Fuller Cooper’s most recent success came this month when Governor McCrory signed into law a measure to compensate victims who had been forcibly sterilized. Fuller Cooper had served as Executive Director of the North Carolina Justice for Sterilization Victims Foundation beginning in 2010. She built the Foundation from the ground up as the state’s authority to reach victims of the forced sterilization program that operated from the 1920s through 1970s. Her leadership elevated the voice of victims and their families through the expansion of the issue to a national and international audience. In 2013, the state legislature included $10 million in compensation to these eugenics sterilization victims in the state budget.

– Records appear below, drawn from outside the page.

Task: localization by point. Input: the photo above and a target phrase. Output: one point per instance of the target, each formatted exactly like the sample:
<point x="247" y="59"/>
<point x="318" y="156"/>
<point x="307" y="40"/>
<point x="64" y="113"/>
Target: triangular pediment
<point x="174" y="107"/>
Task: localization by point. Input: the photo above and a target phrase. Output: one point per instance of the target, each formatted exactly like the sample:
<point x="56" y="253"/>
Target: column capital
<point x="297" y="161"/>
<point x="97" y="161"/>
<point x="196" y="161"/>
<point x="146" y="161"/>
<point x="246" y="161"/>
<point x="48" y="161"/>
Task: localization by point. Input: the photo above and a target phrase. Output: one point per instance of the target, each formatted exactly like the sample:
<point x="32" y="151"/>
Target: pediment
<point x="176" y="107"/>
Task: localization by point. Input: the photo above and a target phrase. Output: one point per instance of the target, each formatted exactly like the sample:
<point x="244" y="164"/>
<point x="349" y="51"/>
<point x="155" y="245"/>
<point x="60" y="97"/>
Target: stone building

In her new role with the AARP, Fuller Cooper said she is excited to engage North Carolinians on issues that matter to them which she has learned a great deal about from her parents. “For so many Americans, financial security, consumer fraud protection, and affordable health care and housing are at the forefront of issues that greatly impact quality of life as we grow older. It is our duty to hear the concerns of our members and to strive for the change and security they desire.”
An alumna of both North Carolina Central University and North Carolina State University, Fuller Cooper joins an advocacy team that organizes volunteers for grassroots campaigns and lobbies North Carolina’s congressional delegation and state legislators on behalf of 1.1 million AARP members in the state.